Saya jadi teringat sosok perempuan Sunda yang tampaknya luput dari
perhatian khazanah sejarah Indonesia. Padahal, tokoh ini banyak
mengguratkan inspirasinya, jauh sebelum Kartini (1879) dan Dewi
Sartika (1884) lahir.

Ia adalah Raden Ayu Lasminingrat. Penulis Deddy Effendie menyebutnya
sebagai tokoh perempuan intelektual pertama di Indonesia. Ada dua
bidang yang menjadi perhatiannya, yaitu dunia
kepenulisan/kepengarangan dan pendidikan bagi kaum perempuan. Ia
sangat peduli nasib kaum hawa, khususnya perempuan Sunda. Mengulas
ketokohan Lasminingrat, rasanya penting menjelang peringatan Hari Ibu,
yang jatuh pada 22 Desember nanti.

Kepengarangan

Lasminingrat adalah anak Raden Haji Moehammad Moesa, seorang perintis
kesusastraan cetak Sunda, pengarang, ulama, dan tokoh Sunda abad
ke-19. Ia lahir di Garut pada 1843. Lasminingrat kecil harus berpisah
dengan keluarga dan pindah dari Garut ke Sumedang untuk belajar
membaca, menulis, dan tak ketinggalan, mempelajari bahasa Belanda.

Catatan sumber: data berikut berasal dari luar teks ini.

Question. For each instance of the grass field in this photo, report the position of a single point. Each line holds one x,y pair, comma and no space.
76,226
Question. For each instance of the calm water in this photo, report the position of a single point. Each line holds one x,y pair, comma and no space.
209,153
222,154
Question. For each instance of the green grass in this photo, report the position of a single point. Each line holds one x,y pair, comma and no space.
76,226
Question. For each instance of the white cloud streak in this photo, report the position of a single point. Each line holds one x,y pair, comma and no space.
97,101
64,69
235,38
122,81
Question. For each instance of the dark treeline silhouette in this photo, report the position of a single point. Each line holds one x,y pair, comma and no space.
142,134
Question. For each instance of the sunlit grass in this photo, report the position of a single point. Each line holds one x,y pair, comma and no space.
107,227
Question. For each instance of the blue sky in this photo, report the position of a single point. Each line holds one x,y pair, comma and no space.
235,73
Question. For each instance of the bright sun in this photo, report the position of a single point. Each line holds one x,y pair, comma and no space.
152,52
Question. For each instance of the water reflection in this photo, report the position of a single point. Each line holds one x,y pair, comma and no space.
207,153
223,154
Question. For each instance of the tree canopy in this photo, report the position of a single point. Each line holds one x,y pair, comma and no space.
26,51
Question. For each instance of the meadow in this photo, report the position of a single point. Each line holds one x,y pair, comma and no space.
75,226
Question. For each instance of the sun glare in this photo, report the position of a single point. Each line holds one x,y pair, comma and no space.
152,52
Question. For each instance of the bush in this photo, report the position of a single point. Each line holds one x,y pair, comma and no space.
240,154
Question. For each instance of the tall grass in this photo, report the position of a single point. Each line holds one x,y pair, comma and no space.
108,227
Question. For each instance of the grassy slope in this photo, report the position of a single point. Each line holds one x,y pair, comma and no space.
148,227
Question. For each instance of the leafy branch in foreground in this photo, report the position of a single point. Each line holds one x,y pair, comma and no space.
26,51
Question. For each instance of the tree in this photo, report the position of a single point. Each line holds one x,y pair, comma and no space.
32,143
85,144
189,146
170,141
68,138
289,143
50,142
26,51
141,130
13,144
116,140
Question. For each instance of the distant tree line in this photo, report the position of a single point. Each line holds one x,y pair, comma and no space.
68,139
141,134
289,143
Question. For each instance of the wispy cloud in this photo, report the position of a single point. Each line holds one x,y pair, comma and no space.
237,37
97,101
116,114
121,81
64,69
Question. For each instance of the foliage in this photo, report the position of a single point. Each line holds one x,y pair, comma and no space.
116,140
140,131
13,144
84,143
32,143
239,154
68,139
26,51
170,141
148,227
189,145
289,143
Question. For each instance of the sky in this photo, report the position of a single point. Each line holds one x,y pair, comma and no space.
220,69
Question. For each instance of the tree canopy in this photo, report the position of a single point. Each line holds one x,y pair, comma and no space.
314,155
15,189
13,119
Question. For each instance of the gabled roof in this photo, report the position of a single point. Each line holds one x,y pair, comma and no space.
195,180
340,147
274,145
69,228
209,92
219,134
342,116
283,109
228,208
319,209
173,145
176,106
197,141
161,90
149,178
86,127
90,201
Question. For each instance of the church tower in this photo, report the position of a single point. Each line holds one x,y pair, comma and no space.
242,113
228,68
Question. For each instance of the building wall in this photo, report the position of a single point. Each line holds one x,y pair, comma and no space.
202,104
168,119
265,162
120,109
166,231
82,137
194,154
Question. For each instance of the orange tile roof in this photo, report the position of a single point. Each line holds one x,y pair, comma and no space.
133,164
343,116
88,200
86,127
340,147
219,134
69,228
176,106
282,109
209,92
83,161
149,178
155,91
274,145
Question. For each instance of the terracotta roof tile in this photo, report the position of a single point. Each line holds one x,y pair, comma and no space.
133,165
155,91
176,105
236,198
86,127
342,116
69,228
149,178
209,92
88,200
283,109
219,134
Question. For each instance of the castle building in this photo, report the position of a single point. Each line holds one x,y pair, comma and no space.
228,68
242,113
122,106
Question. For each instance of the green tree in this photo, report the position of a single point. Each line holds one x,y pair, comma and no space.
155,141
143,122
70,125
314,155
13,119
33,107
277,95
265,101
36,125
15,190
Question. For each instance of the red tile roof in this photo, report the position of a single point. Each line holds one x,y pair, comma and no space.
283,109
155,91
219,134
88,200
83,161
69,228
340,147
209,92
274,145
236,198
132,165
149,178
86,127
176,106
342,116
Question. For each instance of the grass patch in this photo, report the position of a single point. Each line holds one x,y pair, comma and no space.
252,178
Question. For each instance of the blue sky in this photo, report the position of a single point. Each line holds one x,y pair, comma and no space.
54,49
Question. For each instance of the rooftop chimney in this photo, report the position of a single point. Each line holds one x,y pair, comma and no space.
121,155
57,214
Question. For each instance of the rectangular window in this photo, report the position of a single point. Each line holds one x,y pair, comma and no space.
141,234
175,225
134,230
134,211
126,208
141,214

Di sana ia diasuh oleh teman Belanda ayahnya, Levyson Norman. Karena
didikan Norman, Lasminingrat tercatat sebagai perempuan pribumi
satu-satunya yang mahir dalam menulis dan berbahasa Belanda pada
masanya. Pada 1871 ia kembali dan menetap di Pendopo Kabupaten Garut.

Di tahun itu pula, ia menulis beberapa buku berbahasa Sunda yang
ditujukan untuk anak-anak sekolah. Buah tidak akan jatuh jauh dari
pohonnya. Ungkapan ini serasa pas untuk menggambarkan bakat menulis
Lasminingrat yang menurun dari ayahnya. Adik Lasminingrat, yaitu
Kartawinata, juga dikenal sebagai seorang penulis Sunda. Buku-buku
Lasminingrat merupakan buku untuk anak-anak sekolah, baik karangannya
sendiri maupun terjemahan.

Pada 1875 ia menerbitkan buku Carita Erman yang merupakan terjemahan
dari Christoph von Schmid. Buku ini dicetak sebanyak 6.015 eksemplar
dengan menggunakan aksara Jawa, lalu mengalami cetak ulang pada 1911
dalam aksara Jawa dan 1922 dalam aksara Latin.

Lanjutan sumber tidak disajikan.